Эпизод роскошный, легкий, и в нем не стоит усматривать антирелигиозного смысла. Кстати, Баниониса здесь не дублируют. Он говорит своим голосом. Но прибалтийский акцент здесь исключительно для того, чтобы подчеркнуть всесоюзный масштаб деятельности Деточкина. И вообще, широка страна моя родная… Реальность не имеет ничего общего с кино.

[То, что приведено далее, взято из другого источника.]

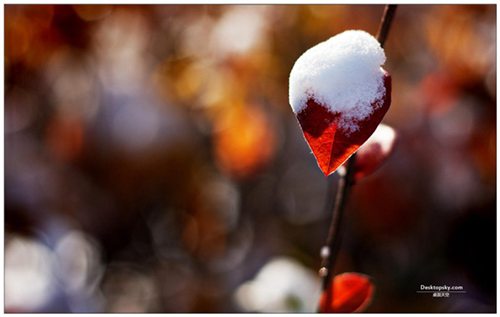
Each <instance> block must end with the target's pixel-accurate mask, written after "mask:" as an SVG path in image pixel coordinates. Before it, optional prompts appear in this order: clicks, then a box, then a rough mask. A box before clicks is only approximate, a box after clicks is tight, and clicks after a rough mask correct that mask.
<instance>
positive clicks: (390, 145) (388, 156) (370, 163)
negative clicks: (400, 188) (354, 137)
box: [354, 124, 397, 181]
mask: <svg viewBox="0 0 500 317" xmlns="http://www.w3.org/2000/svg"><path fill="white" fill-rule="evenodd" d="M396 139H397V135H396V131H395V130H394V129H393V128H391V127H390V126H388V125H385V124H380V125H379V126H378V127H377V129H376V130H375V132H373V134H372V135H371V136H370V137H369V138H368V140H366V142H365V143H364V144H363V145H362V146H361V147H360V148H359V150H358V152H357V154H356V162H355V165H354V179H355V180H356V181H357V180H360V179H361V178H363V177H366V176H368V175H370V174H372V173H373V172H375V171H376V170H377V169H378V168H379V167H380V166H381V165H382V164H383V163H384V162H385V160H386V159H387V158H388V157H389V156H390V155H391V154H392V151H393V149H394V144H395V143H396Z"/></svg>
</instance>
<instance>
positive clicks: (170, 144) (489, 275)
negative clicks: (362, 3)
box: [4, 5, 497, 312]
mask: <svg viewBox="0 0 500 317" xmlns="http://www.w3.org/2000/svg"><path fill="white" fill-rule="evenodd" d="M382 11H383V6H380V5H377V6H370V5H311V6H306V5H265V6H264V5H252V6H243V5H144V6H139V5H126V6H118V5H57V6H54V5H6V6H5V65H4V67H5V87H4V89H5V107H4V111H5V112H4V113H5V126H4V138H5V230H6V236H5V238H6V247H5V252H6V253H5V261H6V262H5V263H6V264H5V283H6V285H5V305H6V308H5V309H6V310H7V311H10V312H14V311H20V312H30V311H31V312H101V311H106V312H237V311H248V310H249V311H276V310H279V311H283V310H285V311H287V310H288V311H304V307H314V306H315V303H311V301H312V300H314V298H313V299H311V298H310V295H311V294H306V295H307V296H309V297H307V296H306V295H305V296H306V297H300V296H302V295H300V294H301V293H300V292H299V293H300V294H299V295H293V294H292V295H293V296H292V297H290V296H287V295H286V294H284V293H280V294H277V293H276V292H277V290H283V291H282V292H287V291H294V292H296V290H297V286H290V285H298V284H299V285H305V284H307V285H311V283H315V280H314V278H313V277H314V276H315V274H314V270H316V269H317V268H318V267H319V261H320V259H319V255H318V250H319V249H320V246H321V245H322V243H323V240H324V238H325V236H326V231H327V225H326V224H327V222H328V217H329V215H328V214H327V213H325V212H324V211H323V202H324V196H325V194H326V180H325V178H324V176H322V174H321V172H320V171H319V169H318V168H317V166H316V163H315V160H314V158H313V156H312V155H311V154H310V151H309V149H308V148H307V145H306V143H305V141H304V140H303V138H302V135H301V132H300V130H299V127H298V124H297V122H296V120H295V118H294V116H293V114H292V111H291V110H290V108H289V105H288V75H289V72H290V69H291V67H292V65H293V63H294V61H295V60H296V59H297V58H298V57H299V56H300V54H301V53H302V52H304V51H305V50H306V49H307V48H309V47H310V46H312V45H314V44H316V43H318V42H320V41H323V40H325V39H327V38H329V37H330V36H332V35H334V34H336V33H339V32H341V31H344V30H346V29H363V30H366V31H368V32H369V33H372V34H374V33H375V32H376V30H377V27H378V23H379V19H380V17H381V15H382ZM496 38H497V37H496V10H495V6H494V5H469V6H458V5H402V6H400V7H399V8H398V12H397V14H396V17H395V20H394V25H393V28H392V30H391V33H390V35H389V38H388V41H387V44H386V48H385V50H386V55H387V63H386V66H385V69H387V70H388V71H389V72H390V73H391V75H392V78H393V97H392V98H393V102H392V106H391V109H390V110H389V112H388V114H387V116H386V118H385V120H384V122H385V123H387V124H389V125H391V126H392V127H394V128H395V129H396V130H397V131H398V134H399V143H398V146H397V148H396V149H395V152H394V154H393V155H392V156H391V158H390V159H389V161H388V162H386V163H385V164H384V166H383V167H382V168H381V169H380V170H379V171H377V172H376V173H375V174H374V175H372V176H370V177H368V178H366V179H364V180H362V181H360V182H359V184H358V185H357V186H356V187H355V188H354V191H353V194H352V196H351V200H350V203H349V206H348V212H347V219H346V224H345V235H344V239H343V247H342V250H341V253H340V259H339V261H338V267H337V269H338V271H339V272H342V271H357V272H363V273H366V274H368V275H370V276H372V277H373V279H374V283H375V285H376V288H377V292H376V294H375V296H374V298H373V302H372V305H371V306H370V307H369V308H368V311H371V312H494V311H495V309H496V306H495V298H496V295H495V294H496V285H495V276H496V275H495V272H496V264H495V263H496V242H495V241H496V239H495V237H496V228H495V219H496V196H495V193H496V156H495V153H496V64H495V57H496ZM333 177H337V176H333ZM283 255H286V256H288V257H291V258H293V259H295V260H294V261H299V262H300V263H301V264H302V265H303V266H304V267H305V268H307V270H309V272H306V273H308V274H306V273H304V274H302V273H300V274H299V275H300V276H301V277H300V278H302V279H305V280H304V282H301V281H302V280H300V281H299V280H294V279H296V278H297V276H298V275H297V274H294V273H293V272H294V271H293V270H299V271H300V272H302V270H304V268H300V269H298V268H297V269H295V267H297V265H298V264H296V263H295V262H294V263H293V265H292V264H290V263H292V262H290V263H288V262H286V261H285V260H282V261H281V262H278V263H282V264H281V265H282V266H283V267H293V269H289V270H288V269H287V270H282V269H280V268H279V267H278V268H276V264H274V266H273V267H274V269H273V272H274V273H273V274H274V275H276V279H279V281H282V282H280V283H281V284H279V285H283V286H280V288H277V289H275V290H274V293H272V292H271V293H269V289H268V288H269V287H267V288H264V289H266V290H267V291H268V292H266V293H265V294H275V295H273V296H275V297H273V298H274V299H273V300H274V302H265V303H264V302H262V300H263V299H264V300H265V299H266V297H264V298H263V297H262V295H259V294H262V293H261V292H260V291H255V290H258V289H259V288H258V284H255V283H259V282H258V281H259V280H258V279H257V280H254V282H253V284H252V285H253V286H252V288H251V290H252V291H248V290H249V288H248V287H249V286H248V283H249V282H247V281H250V280H252V278H254V277H255V276H261V275H257V273H258V272H259V270H260V269H261V268H263V267H264V266H265V264H266V263H268V262H270V261H271V259H272V258H273V257H275V256H283ZM290 261H291V260H290ZM273 263H275V262H273ZM287 263H288V264H287ZM266 272H267V271H266ZM283 272H288V273H283ZM311 272H312V274H309V273H311ZM261 273H262V272H261ZM266 274H267V275H266V276H268V275H269V273H266ZM280 274H285V275H281V276H280ZM311 276H312V277H311ZM288 280H289V283H286V281H288ZM304 283H305V284H304ZM443 283H446V284H448V285H461V286H463V287H464V289H465V290H466V291H467V293H466V294H457V295H455V294H454V295H452V296H451V297H450V298H449V299H446V300H442V299H433V298H432V297H431V296H426V295H422V294H416V291H417V290H419V288H420V285H421V284H426V285H427V284H435V285H439V284H443ZM26 285H30V286H31V288H30V287H26ZM255 285H257V286H255ZM266 285H268V284H266ZM240 286H241V287H245V288H244V289H243V288H241V287H240ZM239 287H240V288H239ZM255 287H257V288H255ZM261 289H262V286H261ZM245 290H246V291H245ZM280 292H281V291H280ZM235 294H236V295H235ZM242 294H243V295H242ZM294 294H295V293H294ZM258 296H260V297H258ZM269 298H271V297H269ZM269 300H270V299H269ZM280 300H281V302H280ZM304 301H306V302H304ZM252 303H260V306H255V305H253V304H252ZM263 307H264V308H263Z"/></svg>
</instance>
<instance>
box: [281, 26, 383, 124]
mask: <svg viewBox="0 0 500 317" xmlns="http://www.w3.org/2000/svg"><path fill="white" fill-rule="evenodd" d="M384 62H385V53H384V50H383V49H382V48H381V47H380V43H379V42H378V41H377V40H376V39H375V38H374V37H373V36H371V35H370V34H368V33H367V32H365V31H358V30H349V31H345V32H342V33H340V34H337V35H336V36H333V37H331V38H330V39H328V40H326V41H324V42H321V43H319V44H317V45H316V46H313V47H311V48H310V49H308V50H307V51H306V52H305V53H304V54H302V56H300V57H299V59H297V61H296V62H295V65H294V66H293V68H292V71H291V73H290V83H289V84H290V90H289V102H290V105H291V106H292V110H293V112H295V113H299V112H300V111H302V110H303V109H304V108H305V107H306V104H307V100H308V99H309V98H312V99H314V100H315V101H316V102H317V103H318V104H321V105H323V106H325V107H326V108H327V109H328V110H329V111H330V112H332V113H341V114H342V120H341V122H340V125H341V127H342V128H344V129H345V130H347V131H353V130H357V129H358V126H357V124H356V120H363V119H365V118H366V117H367V116H369V115H370V114H371V113H373V110H374V107H379V106H381V104H382V103H381V102H376V103H375V104H374V105H372V103H373V102H374V101H379V100H381V99H382V97H383V95H384V94H385V87H384V83H383V74H384V71H383V70H382V68H381V67H380V66H381V65H382V64H384Z"/></svg>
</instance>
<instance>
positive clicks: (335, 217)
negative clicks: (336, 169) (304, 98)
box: [318, 4, 397, 310]
mask: <svg viewBox="0 0 500 317" xmlns="http://www.w3.org/2000/svg"><path fill="white" fill-rule="evenodd" d="M396 8H397V5H394V4H389V5H386V6H385V9H384V15H383V16H382V20H381V21H380V26H379V30H378V32H377V40H378V41H379V43H380V46H382V47H384V44H385V40H386V39H387V35H388V33H389V29H390V27H391V22H392V19H393V18H394V13H395V12H396ZM355 163H356V153H354V154H353V155H352V156H351V157H350V158H349V160H348V161H347V164H345V168H344V167H341V168H340V169H339V170H338V172H339V175H340V179H339V182H338V185H337V194H336V196H335V203H334V202H333V200H332V199H333V187H334V186H333V177H332V176H330V177H329V178H328V192H327V203H326V204H325V208H326V209H327V211H328V210H331V208H332V205H333V213H332V219H331V222H330V228H329V229H328V236H327V238H326V243H325V246H324V247H323V248H321V269H320V271H319V273H320V276H321V277H322V279H323V283H322V289H323V292H326V294H325V296H326V298H325V302H326V303H331V302H332V300H333V287H330V285H331V283H332V280H333V277H334V266H335V260H336V259H337V253H338V249H339V247H340V241H341V228H342V227H341V224H342V218H343V214H344V209H345V204H346V202H347V198H348V196H349V192H350V189H351V187H352V185H353V184H354V182H353V175H354V165H355ZM318 310H319V308H318Z"/></svg>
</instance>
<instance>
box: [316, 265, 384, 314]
mask: <svg viewBox="0 0 500 317" xmlns="http://www.w3.org/2000/svg"><path fill="white" fill-rule="evenodd" d="M374 289H375V286H373V284H372V283H371V281H370V277H369V276H367V275H364V274H359V273H343V274H339V275H337V276H335V278H334V280H333V301H332V300H330V301H329V300H328V297H329V296H328V291H326V292H323V294H322V295H321V298H320V306H319V307H320V309H319V311H320V312H321V313H358V312H361V311H363V310H364V309H365V308H366V307H367V306H368V304H369V303H370V301H371V299H372V296H373V291H374ZM329 291H331V290H329ZM330 297H331V296H330Z"/></svg>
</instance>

В 46-47-м годах арестованы все литовские епископы, кроме одного. Вильнюсский епископ Рейнис в 53-м году погибает во Владимирской тюрьме. В 46-м году расстрелян в Вильнюсской тюрьме Тильшкайский епископ. В 40-50-е годы около 600 литовских католических священников проходят через тюрьмы. В 1974 году в Литве 628 костелов, на них всего 554 ксендза.

Католическая церковь в Литве, так же как и православная церковь в СССР в период гонений, разделяет свою деятельность на открытую и тайную, катакомбную. Тайно посещают церковь преподаватели, ответственные государственные служащие, члены партии. Люди ведут в церковь детей, считая веру основой духовной жизни нации. В 70-м году начинаются новые репрессии против священников, но они вызывают небывалую реакцию.

Верующие открыто подписываются под протестами в адрес ЦК Компартии Литвы, Генерального прокурора Литвы, в Контрольную Комиссию ЦК КПСС. В 71-м подписей сотни. Потом счет идет на тысячи. В 72-м году Меморандум на имя Брежнева с требованием свободы совести подписывают 17 тысяч 54 человека. В 79-м очередной протест на имя Брежнева подпишут 148 тысяч 149 человек. Церковь добивается серьезных успехов в привлечении литовской молодежи. В январе 74-го года в одном из райцентров выпускникам школы раздают анкеты с вопросом об отношении к вере. 16 из 20 опрошенных комсомольцев ответили, что они верующие.

Двумя годами ранее, 14 мая 72-го года, в центре Каунаса, в сквере у музыкального театра, 18-летний верующий студент Роман Каланта облил себя бензином и сжег. Возле фонтана он оставил записку: «В моей смерти прошу винить исключительно политическую систему». Студенческие волнения, последующие за этим, подавлены войсками.

В том же году, двумя месяцами ранее, вышел фильм Тарковского «Солярис» с Банионисом в главной роли. Это интерпретация библейского сюжета о блудном сыне. Когда он возвращается домой, костер у дома все еще не погас. Навстречу выходит отец. Герой Баниониса опускается перед ним на колени. Это оживший рембрандтовский «Блудный сын». Потом начинается движение, и родной дом превращается в крошечный островок. Но размер родного островка никогда роли не играет.